I'm practically willing to ditch the "sigh" part.

Maybe some 20 yr ago, I might have come home from Europe severely disappointed in Toronto's urban form; now it's more like a uTOpian reverse reflex, i.e. having been so instilled within Jane Jacobs' Adopted Hometown, I'm more prepared to "appreciate" these cruddy backwaters as a means of subverting the Tourist's Postcard View of Europe...
 
Even though it is ugly by European standards, I find Toronto to be a lot more interesting than many large European cities. As beautiful as Rome is, I think I would get bored after a while. Having said that, it would be nice if Toronto paid more attention to its visual appeal.
 
I'm practically willing to ditch the "sigh" part.

Maybe some 20 yr ago, I might have come home from Europe severely disappointed in Toronto's urban form; now it's more like a uTOpian reverse reflex, i.e. having been so instilled within Jane Jacobs' Adopted Hometown, I'm more prepared to "appreciate" these cruddy backwaters as a means of subverting the Tourist's Postcard View of Europe...

I went through more or less the same development:
2 years ago I came home from a month in the US and Canada, severely dissapointed in Europe, because at the time North America was heaven to me.

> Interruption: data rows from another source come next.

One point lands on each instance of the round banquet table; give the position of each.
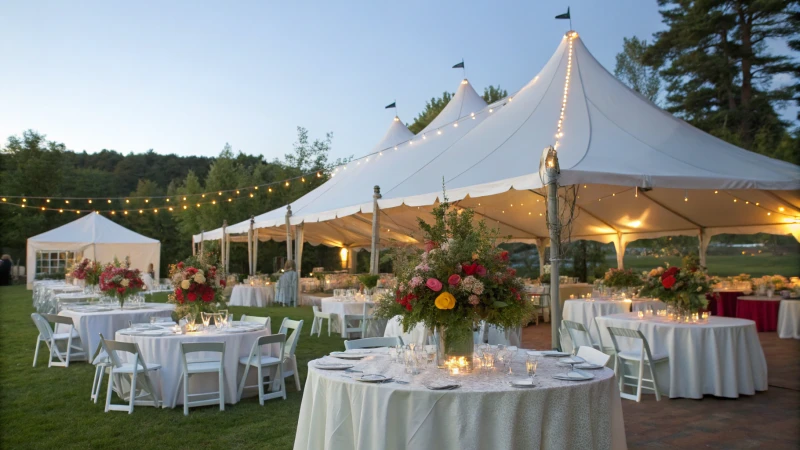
(722, 357)
(166, 351)
(339, 412)
(584, 312)
(762, 310)
(726, 302)
(258, 296)
(90, 322)
(789, 319)
(340, 307)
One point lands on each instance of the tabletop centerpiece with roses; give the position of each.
(460, 279)
(197, 288)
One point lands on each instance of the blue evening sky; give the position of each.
(186, 77)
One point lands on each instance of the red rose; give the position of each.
(470, 269)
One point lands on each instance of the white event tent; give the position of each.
(95, 237)
(640, 172)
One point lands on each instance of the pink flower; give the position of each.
(434, 284)
(454, 280)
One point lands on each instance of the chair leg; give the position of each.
(133, 391)
(296, 376)
(185, 394)
(110, 390)
(221, 390)
(36, 353)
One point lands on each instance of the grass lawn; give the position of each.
(50, 408)
(725, 265)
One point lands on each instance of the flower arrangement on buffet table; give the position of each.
(682, 288)
(460, 279)
(197, 288)
(120, 281)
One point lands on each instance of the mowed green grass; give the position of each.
(50, 408)
(726, 265)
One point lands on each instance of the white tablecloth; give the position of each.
(484, 413)
(258, 296)
(90, 324)
(166, 350)
(722, 357)
(340, 307)
(419, 335)
(789, 319)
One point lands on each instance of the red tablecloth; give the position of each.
(726, 303)
(763, 312)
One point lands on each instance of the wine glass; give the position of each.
(531, 365)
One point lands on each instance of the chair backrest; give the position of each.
(373, 342)
(577, 333)
(593, 356)
(632, 334)
(196, 347)
(112, 347)
(255, 351)
(43, 325)
(256, 319)
(291, 342)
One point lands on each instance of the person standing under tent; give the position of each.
(5, 270)
(287, 285)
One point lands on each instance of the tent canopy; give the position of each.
(97, 238)
(640, 172)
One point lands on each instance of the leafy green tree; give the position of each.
(719, 67)
(632, 71)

Nowadays it's more like a reverse reflex for me too, after two years of studying Urban Planning at Utrecht University (and almost 2 years on this board ;) ), I have started looking at cities from a completely different point of view. So now I am much more prepared to appreciate my own hometown, rather than making too much fruitless efforts to make sure I can get to North America... It's never a bad thing, when you learn to appreciate your own environment, instead of wanting to be somewhere else.
 
Hear Hear. The cities I'm most fascinated with are known for their haggard, haphazard look. It just seems as if there is more badass curb appeal in a messy, unplanned monster city like Tokyo, Los Angeles, Sao Paulo or Bangkok than in the tidy, well-behaved capitals of European social democracies.

Interestingly, I sometimes find a lot of inner city Toronto to be too much of a small town. If I go out to the Chinese malls of Markham or walk around the tangle of condo construction around North York Centre I somehow feel part of a bigger world.